O debate entre liberdade de expressão e o chamado “direito ao esquecimento” voltou à tona com decisões relevantes do Supremo Tribunal Federal (STF) e do Superior Tribunal de Justiça (STJ). Trata-se de um embate entre valores constitucionais que, muitas vezes, se colocam em rota de colisão: de um lado, a liberdade de informar e ser informado; de outro, os direitos à honra, à privacidade e à intimidade.
O que decidiu o STF?
No julgamento da AP 1.044, o STF fixou a seguinte tese:
“É incompatível com a Constituição a ideia de um direito ao esquecimento, assim entendido como o poder de obstar, em razão da passagem do tempo, a divulgação de fatos ou dados verídicos e licitamente obtidos e publicados em meios de comunicação social analógicos ou digitais.”
A Corte entendeu que admitir um direito ao esquecimento seria restringir excessivamente a liberdade de expressão, além de comprometer o direito coletivo à memória e à história. A ponderação entre direitos deve ser feita caso a caso, respeitando os limites constitucionais e as previsões legais específicas.

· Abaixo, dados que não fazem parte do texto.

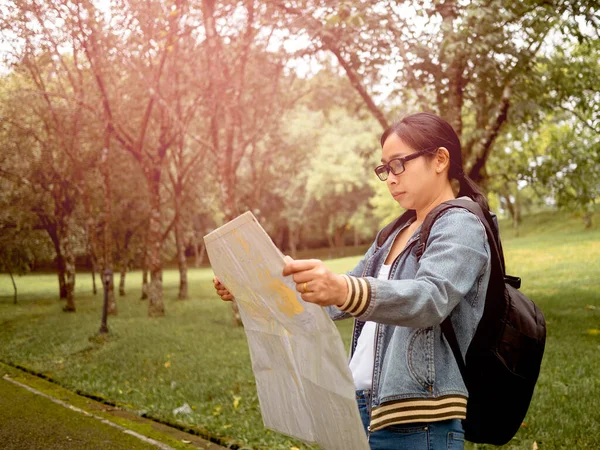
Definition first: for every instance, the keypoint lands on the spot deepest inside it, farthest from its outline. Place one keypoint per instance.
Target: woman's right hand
(222, 291)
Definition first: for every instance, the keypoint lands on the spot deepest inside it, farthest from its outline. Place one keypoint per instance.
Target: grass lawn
(194, 356)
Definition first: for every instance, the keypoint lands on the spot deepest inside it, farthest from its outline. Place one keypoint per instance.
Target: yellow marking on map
(286, 298)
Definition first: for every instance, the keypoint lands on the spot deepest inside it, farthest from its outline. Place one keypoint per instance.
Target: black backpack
(503, 360)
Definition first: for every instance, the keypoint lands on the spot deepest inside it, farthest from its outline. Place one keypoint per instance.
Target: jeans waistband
(363, 394)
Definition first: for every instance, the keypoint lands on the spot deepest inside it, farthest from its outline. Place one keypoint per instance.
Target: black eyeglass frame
(386, 168)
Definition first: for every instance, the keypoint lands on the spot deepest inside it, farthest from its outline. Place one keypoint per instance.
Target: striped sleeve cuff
(359, 295)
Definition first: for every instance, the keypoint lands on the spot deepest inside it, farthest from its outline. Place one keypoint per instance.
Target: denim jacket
(415, 376)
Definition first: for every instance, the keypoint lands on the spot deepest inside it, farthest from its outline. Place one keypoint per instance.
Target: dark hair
(425, 130)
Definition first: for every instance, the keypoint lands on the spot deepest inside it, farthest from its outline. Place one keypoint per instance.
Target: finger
(299, 265)
(303, 287)
(311, 297)
(305, 276)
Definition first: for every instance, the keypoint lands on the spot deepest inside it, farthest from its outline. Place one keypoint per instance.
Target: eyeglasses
(396, 165)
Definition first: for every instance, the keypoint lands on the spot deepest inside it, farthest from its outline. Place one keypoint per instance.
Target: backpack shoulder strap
(497, 260)
(473, 207)
(394, 225)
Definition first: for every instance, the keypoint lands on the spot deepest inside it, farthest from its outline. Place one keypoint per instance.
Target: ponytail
(468, 188)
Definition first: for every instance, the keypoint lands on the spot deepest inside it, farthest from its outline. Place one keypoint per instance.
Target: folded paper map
(304, 386)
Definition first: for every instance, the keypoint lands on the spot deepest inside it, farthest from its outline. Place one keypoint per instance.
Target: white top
(363, 359)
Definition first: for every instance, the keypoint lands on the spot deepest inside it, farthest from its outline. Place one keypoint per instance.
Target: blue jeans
(447, 434)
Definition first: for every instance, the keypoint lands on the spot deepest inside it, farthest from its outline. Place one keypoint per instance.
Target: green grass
(194, 356)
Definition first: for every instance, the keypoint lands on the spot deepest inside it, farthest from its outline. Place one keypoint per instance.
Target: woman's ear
(442, 160)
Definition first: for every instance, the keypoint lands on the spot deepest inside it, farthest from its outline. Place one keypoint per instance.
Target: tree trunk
(94, 289)
(69, 260)
(122, 276)
(293, 241)
(199, 255)
(237, 318)
(156, 307)
(181, 261)
(587, 215)
(517, 215)
(14, 286)
(62, 283)
(145, 283)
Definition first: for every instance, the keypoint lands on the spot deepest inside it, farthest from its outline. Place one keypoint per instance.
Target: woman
(408, 385)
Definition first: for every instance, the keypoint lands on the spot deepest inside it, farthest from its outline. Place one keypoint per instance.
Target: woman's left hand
(316, 282)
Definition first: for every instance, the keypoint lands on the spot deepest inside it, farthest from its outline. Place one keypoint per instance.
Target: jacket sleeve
(336, 313)
(455, 257)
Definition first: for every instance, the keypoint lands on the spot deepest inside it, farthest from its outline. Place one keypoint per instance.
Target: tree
(463, 60)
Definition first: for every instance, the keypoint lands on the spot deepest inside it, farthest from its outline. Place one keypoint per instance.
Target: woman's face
(419, 184)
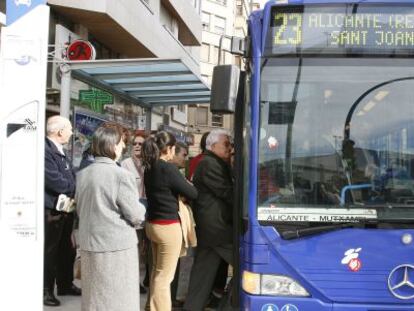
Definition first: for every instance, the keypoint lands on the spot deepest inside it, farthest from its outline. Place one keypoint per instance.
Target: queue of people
(132, 210)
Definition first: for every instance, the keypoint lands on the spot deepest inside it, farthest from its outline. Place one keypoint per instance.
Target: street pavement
(72, 303)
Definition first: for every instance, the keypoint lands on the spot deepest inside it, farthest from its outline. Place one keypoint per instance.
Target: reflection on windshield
(339, 133)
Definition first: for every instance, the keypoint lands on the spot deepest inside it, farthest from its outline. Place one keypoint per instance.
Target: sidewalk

Direito ao esquecimento na prática
Segundo Anderson Schreiber, o direito ao esquecimento é exercido por uma pessoa humana contra agentes públicos ou privados que divulgam fatos verídicos e antigos que impactam negativamente a identidade dessa pessoa, projetando-a de maneira desatualizada ou opressiva na esfera pública.
Um exemplo emblemático envolve a apresentadora Xuxa, que buscou impedir a reexibição de um filme de seu passado, por entender que isso lhe causa prejuízos pessoais e profissionais.
Três correntes doutrinárias
1. Pró-informação: nega a existência de um direito ao esquecimento. A liberdade de informação, aqui, é absoluta. Invocam-se precedentes como a ADI 4.815 (biografias não autorizadas).
2. Pró-esquecimento: defende o esquecimento como desdobramento da dignidade da pessoa humana. Exemplo disso é o REsp 1.334.097/RJ (Chacina da Candelária) e a jurisprudência europeia.
3. Intermediária: adota a ponderação entre os direitos fundamentais envolvidos, como sugerido pelo Instituto Brasileiro de Direito Civil (IBDCivil), buscando sempre a solução menos gravosa para os interesses em conflito.
A jurisprudência em foco
– STF (RE 1010606/RJ – Tema 786): Reforça a incompatibilidade com a Constituição da ideia de um direito ao esquecimento abstrato e prévio.
– STJ (REsp 1.736.803-RJ): Mesmo reconhecendo o direito ao esquecimento, afasta sua aplicação quando há evidente interesse público e histórico na preservação da memória.
Conclusão
O direito ao esquecimento, ainda que reconhecido em algumas situações específicas, não pode ser compreendido como absoluto. O STF estabeleceu que sua aplicação deve ocorrer somente em hipóteses concretas e nunca como censura prévia. Trata-se de ponderar, caso a caso, o equilíbrio entre os direitos fundamentais envolvidos.